Fieber

Wie jeder vernünftige Mensch hoffe ich natürlich, gesund zu bleiben, und ich tue sogar einiges dafür. Aber wenn es mich „erwischt“, dann versuche ich, die Krankheit willkommen zu heißen und das Beste daraus zu machen. Sobald ich spüre, dass es kein Zurück mehr gibt, dass kein heißes Bad, kein Eisbeutel und kein Wickel, weder Schnaps noch Kräutertee helfen, dann wehre ich mich nicht länger, sondern öffne die Tür für den ungebetenen Gast und bemühe mich, ihn mit derselben Freundlichkeit zu behandeln wie jeden anderen Besucher. Vielleicht gelingt es mir ja, mit ihm ins Gespräch zu kommen, oder er hat mir sogar etwas Wertvolles mitgebracht und wartet nur darauf, sein Geschenk auf meinem Tisch ausbreiten zu dürfen.
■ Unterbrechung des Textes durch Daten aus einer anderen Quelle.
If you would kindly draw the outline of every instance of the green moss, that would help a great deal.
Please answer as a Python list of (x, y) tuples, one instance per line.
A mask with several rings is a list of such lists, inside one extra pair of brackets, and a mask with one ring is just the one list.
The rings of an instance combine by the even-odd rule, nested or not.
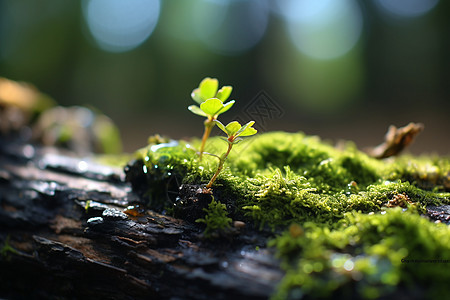
[[(199, 144), (199, 140), (172, 141), (141, 149), (138, 157), (153, 180), (150, 189), (164, 186), (158, 183), (174, 174), (179, 184), (207, 183), (218, 160), (205, 155), (199, 162), (194, 150)], [(226, 143), (217, 137), (210, 138), (205, 148), (219, 155), (225, 150)], [(285, 132), (260, 134), (233, 150), (213, 188), (233, 198), (236, 212), (261, 228), (305, 221), (332, 224), (353, 210), (379, 211), (401, 193), (422, 209), (449, 203), (449, 193), (439, 185), (450, 172), (447, 158), (380, 161), (350, 143), (338, 150), (317, 137)], [(414, 180), (427, 176), (435, 179), (433, 192), (421, 189)]]
[(142, 173), (145, 176), (144, 196), (148, 205), (155, 210), (171, 209), (182, 180), (202, 180), (202, 166), (195, 163), (195, 151), (185, 142), (150, 144), (140, 149), (137, 158), (142, 161)]
[(212, 199), (208, 208), (203, 209), (206, 212), (204, 218), (197, 219), (197, 223), (204, 223), (206, 225), (203, 234), (207, 238), (218, 236), (226, 233), (227, 229), (231, 228), (231, 219), (227, 216), (227, 208), (225, 204), (217, 202)]
[(157, 178), (176, 173), (185, 183), (199, 183), (213, 174), (211, 159), (200, 164), (195, 149), (185, 141), (149, 144), (136, 152), (136, 158), (144, 162), (144, 173)]
[(0, 256), (8, 260), (11, 254), (17, 254), (17, 250), (14, 249), (9, 243), (9, 235), (6, 237), (3, 246), (0, 248)]
[(377, 298), (396, 286), (437, 299), (450, 280), (450, 228), (400, 208), (348, 213), (331, 229), (291, 225), (271, 245), (287, 272), (274, 299), (299, 293)]
[[(160, 145), (138, 155), (151, 175), (149, 194), (173, 174), (179, 184), (206, 184), (217, 168), (216, 157), (198, 160), (199, 140)], [(215, 137), (205, 151), (220, 155), (226, 147)], [(339, 150), (302, 133), (270, 132), (233, 148), (199, 222), (206, 235), (229, 226), (228, 215), (284, 231), (271, 242), (286, 270), (275, 299), (377, 298), (398, 289), (437, 295), (449, 264), (408, 260), (450, 259), (449, 227), (420, 216), (429, 205), (450, 204), (449, 190), (450, 158), (381, 161), (351, 143)], [(406, 211), (386, 207), (396, 199), (407, 200)], [(161, 205), (173, 203), (152, 208)]]

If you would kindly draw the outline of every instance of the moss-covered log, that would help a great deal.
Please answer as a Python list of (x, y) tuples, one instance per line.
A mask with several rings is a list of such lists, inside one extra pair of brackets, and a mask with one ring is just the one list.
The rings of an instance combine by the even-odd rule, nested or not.
[(208, 189), (226, 148), (219, 138), (201, 161), (198, 140), (149, 142), (126, 173), (152, 208), (205, 223), (219, 240), (229, 218), (274, 233), (286, 274), (273, 299), (421, 299), (446, 289), (449, 158), (380, 160), (352, 143), (268, 132), (233, 147)]
[[(217, 158), (200, 162), (196, 143), (158, 139), (123, 172), (1, 140), (0, 297), (445, 292), (448, 158), (380, 161), (351, 144), (272, 132), (237, 145), (207, 189)], [(220, 153), (220, 143), (206, 151)]]

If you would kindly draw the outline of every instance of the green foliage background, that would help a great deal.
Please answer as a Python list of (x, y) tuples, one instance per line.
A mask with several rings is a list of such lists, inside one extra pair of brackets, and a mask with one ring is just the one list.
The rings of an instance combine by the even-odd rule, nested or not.
[(426, 129), (413, 152), (448, 153), (448, 1), (425, 16), (400, 20), (360, 0), (364, 29), (356, 48), (322, 62), (299, 54), (274, 15), (254, 48), (215, 53), (189, 33), (195, 1), (163, 1), (144, 44), (105, 52), (88, 31), (83, 2), (1, 0), (0, 76), (31, 82), (63, 105), (99, 108), (118, 123), (127, 151), (154, 133), (195, 135), (201, 125), (185, 112), (191, 104), (186, 91), (213, 76), (235, 87), (236, 116), (245, 117), (261, 90), (283, 109), (282, 118), (259, 130), (302, 130), (364, 147), (381, 142), (388, 125), (415, 121)]

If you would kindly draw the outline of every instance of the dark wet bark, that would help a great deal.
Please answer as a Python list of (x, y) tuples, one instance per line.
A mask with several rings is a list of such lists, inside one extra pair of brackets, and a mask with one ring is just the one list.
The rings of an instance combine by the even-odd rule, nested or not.
[(123, 213), (138, 200), (121, 169), (0, 138), (0, 298), (266, 299), (273, 292), (282, 272), (267, 236), (244, 229), (210, 242), (195, 224)]

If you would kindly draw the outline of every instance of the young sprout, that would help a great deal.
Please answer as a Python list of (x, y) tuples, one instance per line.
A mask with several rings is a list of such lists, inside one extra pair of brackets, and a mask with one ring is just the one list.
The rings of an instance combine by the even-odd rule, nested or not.
[(216, 120), (215, 123), (217, 126), (227, 134), (227, 143), (228, 143), (228, 149), (227, 152), (222, 154), (222, 156), (219, 158), (219, 165), (217, 166), (217, 171), (214, 174), (214, 176), (211, 178), (209, 183), (206, 185), (206, 188), (211, 188), (212, 184), (216, 180), (217, 176), (219, 175), (220, 171), (222, 171), (223, 164), (225, 163), (225, 160), (228, 157), (228, 154), (230, 154), (231, 148), (233, 148), (234, 144), (239, 143), (244, 136), (250, 136), (256, 134), (257, 130), (253, 128), (253, 124), (255, 124), (255, 121), (250, 121), (244, 126), (241, 126), (239, 122), (233, 121), (228, 123), (227, 126), (224, 126), (220, 121)]
[(200, 82), (198, 88), (192, 91), (192, 99), (200, 104), (190, 105), (188, 109), (196, 115), (206, 117), (205, 120), (205, 131), (202, 137), (202, 144), (200, 146), (200, 159), (202, 158), (203, 151), (205, 149), (206, 140), (208, 139), (211, 130), (213, 129), (217, 120), (217, 117), (229, 110), (233, 104), (234, 100), (224, 103), (228, 97), (230, 97), (233, 88), (231, 86), (224, 86), (219, 91), (217, 91), (219, 82), (216, 78), (206, 77)]

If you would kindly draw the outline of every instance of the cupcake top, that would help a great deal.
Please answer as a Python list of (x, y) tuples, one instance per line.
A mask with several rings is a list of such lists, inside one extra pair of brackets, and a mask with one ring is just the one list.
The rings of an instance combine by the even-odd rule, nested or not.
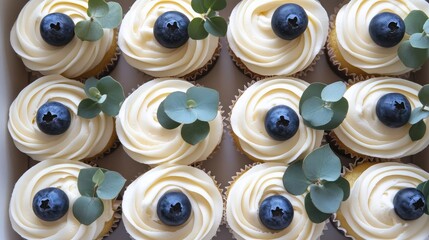
[(118, 44), (125, 60), (138, 70), (154, 77), (183, 77), (212, 59), (219, 39), (210, 35), (189, 39), (178, 48), (163, 47), (155, 39), (154, 25), (168, 11), (183, 13), (189, 20), (201, 17), (192, 9), (191, 0), (137, 0), (123, 19)]
[[(50, 75), (25, 87), (9, 108), (8, 129), (16, 147), (34, 160), (83, 160), (103, 152), (114, 134), (112, 117), (101, 113), (92, 119), (77, 116), (86, 98), (83, 84)], [(70, 114), (70, 126), (62, 134), (48, 135), (37, 124), (38, 109), (48, 102), (61, 103)]]
[[(81, 196), (77, 187), (79, 171), (91, 167), (81, 162), (47, 160), (30, 168), (12, 192), (9, 217), (13, 229), (25, 239), (98, 239), (113, 217), (112, 201), (103, 201), (104, 211), (92, 224), (84, 225), (74, 217), (72, 206)], [(66, 215), (54, 221), (39, 219), (32, 209), (33, 197), (42, 189), (59, 188), (69, 199)]]
[(21, 10), (10, 33), (10, 42), (24, 65), (43, 75), (61, 74), (76, 78), (95, 68), (115, 40), (113, 29), (104, 29), (95, 42), (74, 37), (65, 46), (46, 43), (40, 34), (40, 23), (50, 13), (68, 15), (76, 24), (88, 20), (87, 0), (31, 0)]
[[(278, 37), (271, 27), (274, 12), (287, 3), (300, 5), (308, 16), (305, 32), (293, 40)], [(264, 76), (293, 75), (310, 66), (325, 44), (328, 29), (328, 14), (316, 0), (246, 0), (232, 10), (227, 38), (250, 71)]]
[[(231, 110), (231, 130), (239, 147), (250, 158), (288, 163), (302, 159), (319, 147), (323, 131), (307, 127), (299, 116), (299, 101), (308, 83), (296, 78), (274, 77), (253, 83)], [(297, 132), (288, 140), (272, 138), (265, 128), (267, 112), (285, 105), (298, 115)]]
[[(429, 14), (425, 0), (352, 0), (343, 6), (335, 19), (335, 33), (342, 57), (368, 74), (401, 75), (411, 71), (398, 57), (400, 44), (381, 47), (371, 38), (369, 24), (379, 13), (395, 13), (402, 19), (412, 10)], [(402, 39), (405, 41), (408, 35)]]
[[(169, 192), (185, 194), (191, 204), (189, 219), (179, 226), (164, 224), (157, 214), (158, 202)], [(222, 220), (223, 201), (218, 186), (204, 171), (163, 164), (127, 187), (122, 210), (133, 239), (212, 239)]]
[[(286, 166), (264, 163), (239, 175), (228, 188), (226, 218), (236, 239), (317, 239), (325, 224), (310, 221), (305, 211), (304, 196), (289, 194), (283, 187)], [(264, 199), (272, 195), (286, 197), (294, 215), (290, 225), (281, 231), (271, 231), (259, 220), (258, 211)]]
[(201, 142), (191, 145), (181, 137), (181, 128), (165, 129), (157, 119), (160, 103), (172, 92), (186, 92), (194, 85), (180, 79), (149, 81), (122, 104), (116, 118), (116, 130), (125, 152), (134, 160), (151, 166), (175, 163), (191, 164), (206, 160), (222, 139), (221, 111), (209, 122), (210, 132)]
[(428, 178), (424, 170), (402, 163), (377, 163), (364, 170), (340, 208), (356, 234), (352, 235), (356, 239), (426, 239), (429, 216), (402, 220), (394, 211), (393, 199), (399, 190), (415, 188)]
[[(377, 158), (401, 158), (416, 154), (429, 145), (429, 129), (424, 137), (412, 141), (411, 124), (392, 128), (377, 117), (377, 102), (388, 93), (403, 94), (411, 109), (422, 106), (418, 98), (421, 85), (399, 78), (372, 78), (353, 84), (344, 97), (349, 102), (347, 117), (334, 129), (335, 135), (347, 148), (360, 154)], [(424, 120), (426, 121), (426, 120)]]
Auch wenn ich natürlich mein medizinisches Denken nie vollständig abschalten kann, richte ich mich emotional so gut es eben geht in der Rolle des Patienten ein und erkunde aus dessen Innenperspektive eine Welt, von der ich sonst als Arzt von früh bis spät nur die Außenseite wahrnehme. Auf diese Weise mache ich laufend neue Entdeckungen und lerne nicht nur mich selbst besser kennen, sondern lasse mich auch über die tieferen Zusammenhänge von Gesundheit und Krankheit belehren, wie sie in keinem Lehrbuch und auf keinem medizinischen Kongress dargestellt werden.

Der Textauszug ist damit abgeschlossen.